Sometimes a single moment of noticing can alter the way we move through the world.
This new series of one-word reflections has grown in the space between two collections I am writing now, A Hundred Ways to Hold Her, rooted in healing and self-compassion, and Tapestry of Voices: When Nature Speaks, rooted in wonder, interconnection, and the living wisdom of the natural world.
My hope is that these offerings become small places of return, bringing moments of peace, perspective, and pause in a world that often forgets how to be still.
♥
May your Heart hold Wonder
Over the past few years, I have been living with a growing awareness of how astonishing it is that any of this exists at all.
Rain feels different to me now. Not simply weather, but ancient movement returning to earth, water endlessly becoming and returning through all living things, carrying the memory of a universe still unfolding. Nothing separate. Only transformation carrying itself forward.

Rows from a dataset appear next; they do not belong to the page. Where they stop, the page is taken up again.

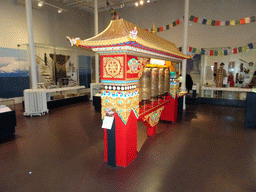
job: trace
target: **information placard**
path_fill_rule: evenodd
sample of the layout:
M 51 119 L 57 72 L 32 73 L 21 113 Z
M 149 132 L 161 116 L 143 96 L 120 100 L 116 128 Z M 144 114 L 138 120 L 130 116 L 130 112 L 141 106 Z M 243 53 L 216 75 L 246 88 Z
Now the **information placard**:
M 113 121 L 114 121 L 114 116 L 113 117 L 105 116 L 103 119 L 102 128 L 103 129 L 111 129 L 111 127 L 113 125 Z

A single seed carrying within it the memory of how to become feels miraculous to me now. And in the same way, I find myself looking differently at the smallest things we hold in our hands, a grain of sand, a drop of water, tiny ordinary fragments somehow carrying echoes of something vast. The realization that we are not separate from any of it, but shaped by the same ancient unfolding.
Some understandings do not remain in the mind once they arrive. They move into the body. Into the way you breathe, the way you look at the night sky, the way you hold a snowflake before it disappears into warmth.

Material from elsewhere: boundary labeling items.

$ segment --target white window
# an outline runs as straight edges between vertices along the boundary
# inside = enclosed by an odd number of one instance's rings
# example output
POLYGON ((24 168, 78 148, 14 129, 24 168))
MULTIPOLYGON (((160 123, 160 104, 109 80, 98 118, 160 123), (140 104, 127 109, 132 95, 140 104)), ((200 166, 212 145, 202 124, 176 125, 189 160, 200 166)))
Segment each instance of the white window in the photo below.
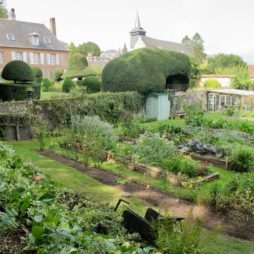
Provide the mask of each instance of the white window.
POLYGON ((51 43, 51 40, 47 37, 44 37, 43 40, 44 40, 45 43, 51 43))
POLYGON ((33 63, 34 64, 40 64, 41 63, 40 53, 34 53, 33 54, 33 63))
POLYGON ((9 41, 15 41, 15 36, 14 34, 6 34, 7 40, 9 41))
POLYGON ((33 46, 39 46, 39 36, 38 35, 33 35, 31 36, 31 42, 33 44, 33 46))
POLYGON ((56 54, 50 54, 49 64, 56 64, 56 54))
POLYGON ((23 60, 23 53, 22 52, 13 52, 12 53, 12 60, 23 60))
POLYGON ((0 64, 4 63, 4 53, 0 52, 0 64))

And once that kind of knowing enters you, the world no longer feels the same.
Wonder begins appearing everywhere.
In water.
In light.
In the ordinary.
In your own existence.
This poem emerged from that widening. ♥
The Vastness I Now Hold
Last night, I learned something that did not stay in my mind.
It moved into my chest, my pulse, my breath.
I imagined a delicate dew drop resting on a blade of grass, clear, trembling, unassuming, the kind of ordinary beauty we pass each day without fully seeing.
And then the thought arrived: within that one trembling bead, there are more molecules than there are stars spilling across the Milky Way. And somehow, even that dew drop was born from the same ancient universe that shaped the stars themselves.
And something in me opened.
Not like a door, but like a remembering.
I had carried water all my life, in my hands, in my grief, in my laughter, in my very blood, and I never knew how infinite it was.
How infinite I was. How infinite I am.
This is the kind of knowing that changes how you breathe.
Something in me opened into a wonder with no edges.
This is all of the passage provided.